Stable Peptide of the Endogenous Opioid Enkephalin Precursor and Breast Cancer Risk.

Author information

1
Olle Melander, Marju Orho-Melander, Jonas Manjer, Thomas Svensson, Peter Almgren, Peter M. Nilsson, Gunnar Engström, and Bo Hedblad, Lund University, Malmö; Signe Borgquist and Mattias Belting, Lund University, Lund; Olle Melander, Jonas Manjer, Peter M. Nilsson, Signe Borgquist, and Mattias Belting, Skåne University Hospital, Lund and Malmö, Sweden; Thomas Svensson, The University of Tokyo, Tokyo, Japan; Oliver Hartmann, Joachim Struck, and Andreas Bergmann, sphingotec, Hennigsdorf; and Andreas Bergmann, Waltraut Bergmann Foundation, Hohen Neuendorf, Germany. olle.melander@med.lu.se.
2
Olle Melander, Marju Orho-Melander, Jonas Manjer, Thomas Svensson, Peter Almgren, Peter M. Nilsson, Gunnar Engström, and Bo Hedblad, Lund University, Malmö; Signe Borgquist and Mattias Belting, Lund University, Lund; Olle Melander, Jonas Manjer, Peter M. Nilsson, Signe Borgquist, and Mattias Belting, Skåne University Hospital, Lund and Malmö, Sweden; Thomas Svensson, The University of Tokyo, Tokyo, Japan; Oliver Hartmann, Joachim Struck, and Andreas Bergmann, sphingotec, Hennigsdorf; and Andreas Bergmann, Waltraut Bergmann Foundation, Hohen Neuendorf, Germany.

Abstract

PURPOSE:

In experimental studies, enkephalins (ENKs) and related opioids have been implicated as negative regulators of breast cancer development by enhancing immune-mediated tumoral defense as well as directly inhibiting cancer cells.
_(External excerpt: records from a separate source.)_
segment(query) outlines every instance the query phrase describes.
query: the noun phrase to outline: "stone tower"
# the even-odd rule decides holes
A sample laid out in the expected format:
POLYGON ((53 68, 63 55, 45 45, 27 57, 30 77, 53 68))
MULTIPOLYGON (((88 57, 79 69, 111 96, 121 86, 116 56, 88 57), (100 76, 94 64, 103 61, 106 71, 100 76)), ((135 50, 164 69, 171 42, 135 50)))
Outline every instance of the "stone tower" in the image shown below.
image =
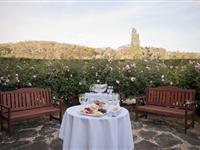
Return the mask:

We hypothesized that plasma levels of ENKs are predictive of the long-term breast cancer risk. Therefore, our objective was to measure pro-ENK A, a surrogate for mature ENK, and evaluate its predictive value for the development of breast cancer in a large population of middle-aged women and an independent study population.

PATIENTS AND METHODS:

We related pro-ENK in fasting plasma samples from 1,929 healthy women (mean age, 57.6 ± 5.9 years) of the Malmö Diet and Cancer study to breast cancer incidence (n = 123) during a median follow-up of 14.7 years. For replication, pro-ENK was related to risk of breast cancer (n = 130) in an older independent sample from the Malmö Preventive Project consisting of 1,569 women (mean age, 70.0 ± 4.4 years).

RESULTS:

In the Malmö Diet and Cancer study, pro-ENK was inversely related to the risk of incident breast cancer, with a hazard ratio per each standard deviation increment of logarithm-transformed pro-ENK of 0.72 (95% CI, 0.62 to 0.85; P < .001). The linear elevation of risk over pro-ENK quartiles 3, 2, and 1, with the fourth quartile as a reference, was 1.38 (95% CI, 0.73 to 2.64), 2.29 (95% CI, 1.26 to 4.15), and 3.16 (95% CI, 1.78 to 5.60; for the trend, P < .001), respectively. These results were replicated in the Malmö Preventive Project, where the continuous odds ratio for incident breast cancer was 0.63 (95% CI, 0.52 to 0.76; P < .001) and the risk over pro-ENK quartiles 3, 2, and 1, where the fourth quartile was the reference, was 2.48 (95% CI, 1.25 to 4.94), 2.94 (95% CI, 1.50 to 5.77), and 4.81 (95% CI, 2.52 to 9.18; for the trend, P < .001), respecitvely.

CONCLUSION:

Low fasting plasma concentration of the opioid precursor peptide pro-ENK is associated with an increased risk of future breast cancer in middle-aged and postmenopausal women.

PMID:
26169618
DOI:
10.1200/JCO.2014.59.7682
[Indexed for MEDLINE]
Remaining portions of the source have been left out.